Впоследствии, Боженка сделала карьеру и перешла от нас на работу в главк. Когда она пришла с визитом к нам, мы поинтересовались, как ей на новой работе.
— Как псу в колодце, — с горечью ответила Боженка — Говорю вам — скука смертная! Работы кот наплакал, могла бы всю ее сделать за три дня, а растягиваю на месяц, чтобы не помереть со скуки. Мы здесь все вкалываем по-страшному, а они там лишь перекладывают бумажки и строят из себя Бог весть что.

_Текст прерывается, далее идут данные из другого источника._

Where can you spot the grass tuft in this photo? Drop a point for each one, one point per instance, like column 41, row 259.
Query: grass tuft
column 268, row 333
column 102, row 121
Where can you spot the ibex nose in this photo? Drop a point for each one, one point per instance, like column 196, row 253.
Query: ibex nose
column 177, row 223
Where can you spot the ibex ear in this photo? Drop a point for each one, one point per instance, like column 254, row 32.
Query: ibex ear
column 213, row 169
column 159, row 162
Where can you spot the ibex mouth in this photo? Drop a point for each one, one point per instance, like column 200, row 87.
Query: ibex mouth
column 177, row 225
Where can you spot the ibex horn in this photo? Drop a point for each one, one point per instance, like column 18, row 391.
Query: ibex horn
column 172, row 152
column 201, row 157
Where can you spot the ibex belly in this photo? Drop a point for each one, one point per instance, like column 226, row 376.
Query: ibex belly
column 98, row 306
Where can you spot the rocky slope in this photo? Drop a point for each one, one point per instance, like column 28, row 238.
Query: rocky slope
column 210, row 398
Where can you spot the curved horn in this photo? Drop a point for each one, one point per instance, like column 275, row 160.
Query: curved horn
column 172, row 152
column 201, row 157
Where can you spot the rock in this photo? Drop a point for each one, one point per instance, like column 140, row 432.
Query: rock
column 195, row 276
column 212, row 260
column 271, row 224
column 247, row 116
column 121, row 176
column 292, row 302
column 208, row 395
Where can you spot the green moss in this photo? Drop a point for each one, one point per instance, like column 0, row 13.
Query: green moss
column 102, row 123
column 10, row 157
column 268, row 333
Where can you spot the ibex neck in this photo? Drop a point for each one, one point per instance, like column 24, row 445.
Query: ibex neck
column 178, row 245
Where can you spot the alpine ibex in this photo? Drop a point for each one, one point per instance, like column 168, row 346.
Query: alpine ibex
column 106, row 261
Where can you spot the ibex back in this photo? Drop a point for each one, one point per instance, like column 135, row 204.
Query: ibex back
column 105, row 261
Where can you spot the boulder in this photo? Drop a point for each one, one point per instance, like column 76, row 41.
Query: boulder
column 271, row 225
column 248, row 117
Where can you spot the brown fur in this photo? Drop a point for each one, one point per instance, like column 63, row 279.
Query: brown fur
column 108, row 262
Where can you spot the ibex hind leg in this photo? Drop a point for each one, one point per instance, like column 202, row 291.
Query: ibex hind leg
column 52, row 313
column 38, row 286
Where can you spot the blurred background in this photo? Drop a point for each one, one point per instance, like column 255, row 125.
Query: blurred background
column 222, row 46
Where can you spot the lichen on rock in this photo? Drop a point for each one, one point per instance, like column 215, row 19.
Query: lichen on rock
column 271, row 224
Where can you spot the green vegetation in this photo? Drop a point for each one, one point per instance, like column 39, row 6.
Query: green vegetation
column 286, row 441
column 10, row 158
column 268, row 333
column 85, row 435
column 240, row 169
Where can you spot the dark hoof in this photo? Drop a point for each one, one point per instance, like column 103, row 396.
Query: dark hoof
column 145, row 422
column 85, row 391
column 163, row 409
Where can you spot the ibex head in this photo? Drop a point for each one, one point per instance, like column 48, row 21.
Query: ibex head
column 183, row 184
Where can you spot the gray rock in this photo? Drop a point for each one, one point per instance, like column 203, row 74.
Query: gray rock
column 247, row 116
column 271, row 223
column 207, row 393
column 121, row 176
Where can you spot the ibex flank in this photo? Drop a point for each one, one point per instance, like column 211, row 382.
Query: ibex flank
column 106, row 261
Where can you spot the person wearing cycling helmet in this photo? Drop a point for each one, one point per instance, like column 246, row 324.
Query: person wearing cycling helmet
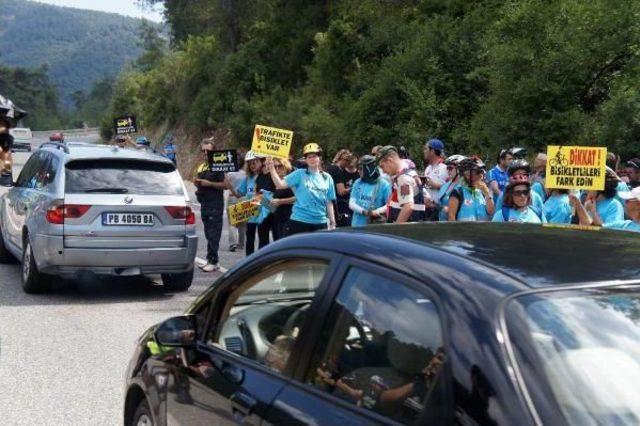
column 517, row 204
column 518, row 170
column 602, row 206
column 452, row 182
column 369, row 194
column 498, row 177
column 407, row 202
column 314, row 190
column 472, row 200
column 56, row 137
column 248, row 189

Мы с удовольствием выслушали излияния Боженки. Они полностью совпадали с моими собственными соображениями, ибо уже тогда в голове зарождались мысли по поводу тех или иных общественных явлений, но полностью осознала их значительно позже.
Я собралась в отпуск, и тут Эдмунд заметил страшную вещь: «Строительный журнал» не заполнялся три месяца! А надо сказать, что «Строительный журнал», как и корабельный, должен был заполняться каждый день. Я почувствовала угрызения совести, села и принялась заполнять.

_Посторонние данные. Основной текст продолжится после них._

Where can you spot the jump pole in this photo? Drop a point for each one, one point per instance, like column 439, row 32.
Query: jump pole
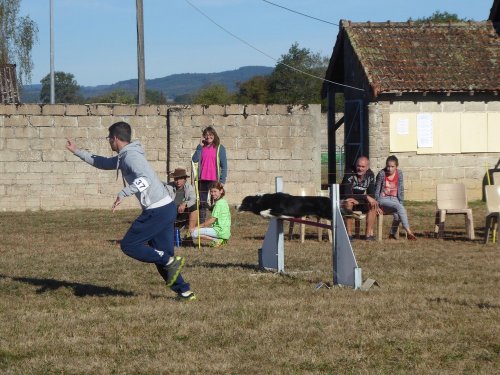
column 345, row 268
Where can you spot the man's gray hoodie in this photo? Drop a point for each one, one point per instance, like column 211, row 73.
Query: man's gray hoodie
column 140, row 177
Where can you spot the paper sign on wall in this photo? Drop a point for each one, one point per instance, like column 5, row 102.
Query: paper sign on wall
column 403, row 126
column 424, row 130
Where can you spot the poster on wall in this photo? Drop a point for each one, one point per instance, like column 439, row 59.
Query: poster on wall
column 403, row 126
column 424, row 130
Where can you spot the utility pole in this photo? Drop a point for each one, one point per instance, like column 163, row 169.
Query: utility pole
column 141, row 79
column 52, row 78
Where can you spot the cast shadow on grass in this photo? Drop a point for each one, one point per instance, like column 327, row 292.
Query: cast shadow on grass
column 252, row 267
column 480, row 305
column 79, row 290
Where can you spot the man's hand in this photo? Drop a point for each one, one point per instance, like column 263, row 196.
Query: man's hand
column 373, row 203
column 350, row 202
column 118, row 201
column 70, row 145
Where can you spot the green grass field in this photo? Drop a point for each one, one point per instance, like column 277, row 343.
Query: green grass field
column 72, row 303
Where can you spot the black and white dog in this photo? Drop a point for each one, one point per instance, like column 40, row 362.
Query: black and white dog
column 281, row 205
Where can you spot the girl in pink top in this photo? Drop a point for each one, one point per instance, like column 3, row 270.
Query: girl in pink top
column 389, row 193
column 212, row 165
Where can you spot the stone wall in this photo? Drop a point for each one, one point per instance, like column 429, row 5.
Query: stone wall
column 423, row 172
column 262, row 142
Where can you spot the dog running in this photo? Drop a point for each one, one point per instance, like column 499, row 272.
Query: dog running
column 282, row 206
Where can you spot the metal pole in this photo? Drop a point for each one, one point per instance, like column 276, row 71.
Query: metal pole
column 141, row 97
column 52, row 78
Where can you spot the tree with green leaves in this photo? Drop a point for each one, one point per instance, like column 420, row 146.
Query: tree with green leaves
column 66, row 88
column 440, row 17
column 17, row 36
column 297, row 78
column 213, row 94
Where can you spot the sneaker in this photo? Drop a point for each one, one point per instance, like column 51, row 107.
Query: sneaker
column 189, row 297
column 357, row 215
column 217, row 243
column 174, row 269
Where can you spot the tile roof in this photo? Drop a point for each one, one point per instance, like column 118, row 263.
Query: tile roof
column 423, row 57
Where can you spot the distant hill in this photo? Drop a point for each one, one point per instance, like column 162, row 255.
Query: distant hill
column 171, row 86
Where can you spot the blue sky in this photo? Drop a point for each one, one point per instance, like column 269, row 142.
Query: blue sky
column 95, row 40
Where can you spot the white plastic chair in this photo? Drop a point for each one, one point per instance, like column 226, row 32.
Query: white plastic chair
column 451, row 199
column 492, row 193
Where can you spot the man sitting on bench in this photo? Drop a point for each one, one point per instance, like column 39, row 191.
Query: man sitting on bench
column 357, row 193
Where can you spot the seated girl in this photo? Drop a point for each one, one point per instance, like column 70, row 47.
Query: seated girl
column 389, row 193
column 218, row 227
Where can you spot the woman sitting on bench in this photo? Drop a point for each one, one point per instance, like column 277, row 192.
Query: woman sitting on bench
column 389, row 193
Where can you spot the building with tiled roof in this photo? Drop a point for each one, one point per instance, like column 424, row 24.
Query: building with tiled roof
column 428, row 93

Занятие было скучное, трудовые процессы на строительстве, как правило, не грешат разнообразием, изо дня в день повторялось одно и то же. В специальных рубриках следовало вписывать, кто, что и сколько сделал. Иногда, чтобы не повторяться, в скобках писалось: «То же, что и накануне». Особенной безнадежностью отличались записи, относящиеся к работе ночных сторожей, они всю дорогу «охраняли имущество стройки».
Я внесла в журнал некоторое разнообразие. В скобках я писала: «Опять Владя» или «Кругом Мачек». Или: «Всеобщая пьянка». Для сторожей я выдумала ковыряние в носу, а в тяжелые для стройки дни «Общий плач» или «Скрежет зубовный».
Эдмунд подписал не глядя, а я отправилась в отпуск. Из главка прибыл контролер, принялся просматривать записи в журнале и стал придираться:
— Как это понимать — «Опять Владя»?
— А так и понимайте, что опять Владя с бригадой своих бетонщиков, — рассеянно отвечал Эдмунд, занятый делом.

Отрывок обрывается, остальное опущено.